23/06/2026
Visites domiciliaires : la peur ne nourrit personne...
Le Resto du Cœur de Mouscron exprime son opposition au projet visant à autoriser des visites domiciliaires dans le cadre de l’éloignement de personnes sans titre de séjour.
Nous parlons depuis notre terrain , celui de l’accueil, de l’aide alimentaire, de la dignité et de la confiance.
Chaque semaine, nous rencontrons des personnes fragilisées par la pauvreté, l’isolement, la honte, la précarité administrative ou la peur de se rendre visibles. Certaines personnes ont déjà renoncé à leurs droits. Certaines évitent les institutions. Certaines vivent dans l’angoisse permanente du lendemain.
Autoriser l’entrée forcée dans un domicile à des fins administratives crée un signal dangereux.
Le domicile est un lieu d’intimité, de sécurité et de protection. Une intervention à domicile touche des familles, des enfants, des proches, des colocataires, des personnes hébergées et des citoyens solidaires. Elle peut produire de la peur, du traumatisme, de l’isolement et une rupture avec les services sociaux, médicaux et associatifs.
A Mouscron, nous savons que la précarité prend de nombreuses formes. Nous savons aussi qu’une personne qui a peur disparaît plus facilement des lieux d’aide. Elle peut renoncer à un colis alimentaire, à un repas, à une permanence sociale, à un soin ou à une information essentielle.
Nous refusons qu’une personne renonce à manger par crainte de se rendre visible.
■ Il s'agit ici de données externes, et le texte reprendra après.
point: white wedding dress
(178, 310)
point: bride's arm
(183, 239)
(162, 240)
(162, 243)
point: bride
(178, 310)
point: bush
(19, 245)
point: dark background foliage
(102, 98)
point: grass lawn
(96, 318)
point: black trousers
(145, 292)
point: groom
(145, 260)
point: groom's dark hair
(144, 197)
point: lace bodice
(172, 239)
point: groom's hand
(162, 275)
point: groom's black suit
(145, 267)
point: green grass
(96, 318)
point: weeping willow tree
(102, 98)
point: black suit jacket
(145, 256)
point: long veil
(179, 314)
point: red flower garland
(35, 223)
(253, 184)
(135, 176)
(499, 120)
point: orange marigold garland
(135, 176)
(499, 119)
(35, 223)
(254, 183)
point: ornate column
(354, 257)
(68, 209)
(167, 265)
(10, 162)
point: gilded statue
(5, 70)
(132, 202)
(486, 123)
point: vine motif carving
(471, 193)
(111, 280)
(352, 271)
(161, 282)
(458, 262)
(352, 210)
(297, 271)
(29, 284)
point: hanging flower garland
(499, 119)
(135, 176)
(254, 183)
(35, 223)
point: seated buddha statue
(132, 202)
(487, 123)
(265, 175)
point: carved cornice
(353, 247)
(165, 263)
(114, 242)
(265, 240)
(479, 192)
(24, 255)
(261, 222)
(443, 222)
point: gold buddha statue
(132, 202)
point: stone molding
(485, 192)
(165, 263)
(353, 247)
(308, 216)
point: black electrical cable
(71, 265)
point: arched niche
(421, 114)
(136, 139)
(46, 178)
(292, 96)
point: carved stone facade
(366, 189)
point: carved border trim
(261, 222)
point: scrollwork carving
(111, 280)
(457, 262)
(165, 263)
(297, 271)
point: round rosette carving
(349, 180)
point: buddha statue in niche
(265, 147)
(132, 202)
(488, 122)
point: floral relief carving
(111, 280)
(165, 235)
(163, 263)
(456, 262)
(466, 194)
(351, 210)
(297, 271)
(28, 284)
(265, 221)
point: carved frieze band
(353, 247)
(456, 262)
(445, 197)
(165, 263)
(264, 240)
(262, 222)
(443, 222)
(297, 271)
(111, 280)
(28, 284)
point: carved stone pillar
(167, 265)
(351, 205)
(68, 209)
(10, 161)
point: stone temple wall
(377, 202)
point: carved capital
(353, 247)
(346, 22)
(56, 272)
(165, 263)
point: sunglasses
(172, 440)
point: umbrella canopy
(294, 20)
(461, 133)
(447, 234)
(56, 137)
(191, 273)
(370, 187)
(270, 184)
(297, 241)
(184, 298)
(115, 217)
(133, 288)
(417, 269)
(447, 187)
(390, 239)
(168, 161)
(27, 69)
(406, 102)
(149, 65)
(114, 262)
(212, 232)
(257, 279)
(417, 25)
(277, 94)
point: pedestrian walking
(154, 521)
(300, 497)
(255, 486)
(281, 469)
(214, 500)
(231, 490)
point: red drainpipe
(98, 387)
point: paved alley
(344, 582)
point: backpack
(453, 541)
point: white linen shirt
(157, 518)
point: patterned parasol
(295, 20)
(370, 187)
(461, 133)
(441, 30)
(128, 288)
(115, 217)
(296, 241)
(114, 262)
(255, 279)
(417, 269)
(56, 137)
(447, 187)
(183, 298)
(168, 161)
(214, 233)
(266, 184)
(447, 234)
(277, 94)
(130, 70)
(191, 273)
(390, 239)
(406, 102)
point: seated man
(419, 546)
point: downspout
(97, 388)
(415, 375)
La précarité administrative ne peut pas devenir une présomption de dangerosité. Les personnes en séjour irrégulier restent des personnes. Les enfants restent des enfants. Les familles restent des familles. Les droits fondamentaux doivent rester effectifs pour toutes et tous.
Le Resto du Cœur de Mouscron demande de renoncer à ce projet et de garantir pleinement l’inviolabilité du domicile, la protection des enfants, la sécurité des hébergeants et la confiance indispensable entre les personnes précarisées et les acteurs de terrain.
La solidarité citoyenne doit être protégée, pas intimidée.